Genes or Jeans, the spelling didn’t matter.
It didn’t matter to my teenage-addled mind that denim had first found its use owing to its durability, for wearing a pair of jeans and tee represented everything that we were — cool and rebellious. Those were times when owning a pair of Levi’s, the last word in jeans, placed you high on the ‘cool’ ladder.
And then the fashion scale tipped from blue to its black counterpart.
It had taken a lot of coaxing, reminders, good grades and a conscious attempt to keep away from anything that spelt trouble to get my first pair of blue jeans; so, getting a black one was wishful thinking. Not one to give up, I dared to try, only to be caught in a tangled web of scrutiny about everything other than my request.
It was about then that a job opportunity got my cousin, who owned the most-coveted pair of black Levi’s, to move into our home. Paulo Coelho in The Alchemist explains that when you want something, all the universe conspires into helping you to achieve it.
For me, what the universe didn’t, Mother’s culinary magic did. The cousin outgrew the handsome pair of black jeans. Months later, I found it among the discarded clothes to be given to the scrap dealer in exchange for steel utensils. The one piece of discarded clothing that guaranteed Mother’s dream steel utensil did a sudden disappearing act, for it had another dream to fulfil.
Over the days that followed, every solitary moment was a secret mission, every stitch was a fashion statement that was being altered to fit a perfect dream. My handiwork would have done what the school art project, the shawl, didn’t, and would have convinced my art teacher that application of the art curriculum was better than projects that were forced on us. When the dream materialised, it was a little too perfect to fit, but with a little bit of time and effort I managed.

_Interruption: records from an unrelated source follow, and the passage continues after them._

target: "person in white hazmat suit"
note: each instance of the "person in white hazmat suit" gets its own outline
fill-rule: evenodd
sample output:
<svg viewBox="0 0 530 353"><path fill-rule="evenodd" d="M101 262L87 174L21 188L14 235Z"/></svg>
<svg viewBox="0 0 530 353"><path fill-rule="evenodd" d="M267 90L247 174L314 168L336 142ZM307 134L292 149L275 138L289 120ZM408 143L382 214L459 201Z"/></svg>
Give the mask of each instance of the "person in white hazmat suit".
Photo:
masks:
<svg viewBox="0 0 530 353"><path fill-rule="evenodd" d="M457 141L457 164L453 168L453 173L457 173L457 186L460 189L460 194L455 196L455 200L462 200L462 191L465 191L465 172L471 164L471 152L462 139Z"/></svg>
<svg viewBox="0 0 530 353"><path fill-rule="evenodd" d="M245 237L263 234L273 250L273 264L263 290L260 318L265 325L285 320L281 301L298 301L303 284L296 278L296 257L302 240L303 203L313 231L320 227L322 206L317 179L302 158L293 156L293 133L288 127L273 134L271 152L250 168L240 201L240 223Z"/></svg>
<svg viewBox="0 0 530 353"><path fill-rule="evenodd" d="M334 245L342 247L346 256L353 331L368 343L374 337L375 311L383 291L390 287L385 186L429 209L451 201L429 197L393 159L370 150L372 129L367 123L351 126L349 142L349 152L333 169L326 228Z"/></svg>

A dream project that was tailored to perfection for me was nothing short of rebellion in my parents’ eyes. If they appreciated my persistence or artistic abilities, I never got to hear it. Instead, I was given a piece of their mind, but the pair of black Levi’s was officially mine and mostly the one piece of clothing that everyone remembered me in until my next dream project took form.
It takes becoming a parent to accept, understand and appreciate what it must have been for our parents to raise us from crying babies to tantrum-throwing toddlers and then rebellious teenagers.
On a recent day, when I found the pair of socks still in its original packing, the colourful pattern reminding me of those beautiful moments spent with the friend who gifted it, I was happy to show it to my children and paint the morning with lovely colours of the past. The pair of socks inside its packing went back to where I found it and we all went back to pick up the day from where we had left.
The following day, Little Princess first insisted on wishing to see my gift once again and then requested if she could take a careful look at the patterns for a bit. By the end of the day, my friend’s beautiful gift had been transformed into sock puppets complete with earring studs for eyes and a big smile drawn with a felt pen.
The artist had given her final touches with kitchen scissors that snipped the elastic off. She had thoughtfully made two puppets — one for her and the other was sweetly presented to me.
Today, as I look at two identical puppets smiling at me — now holding a beautiful memory and the touch of a persistent artist’s hand, I wonder if it is the fault in my genes or just Karma.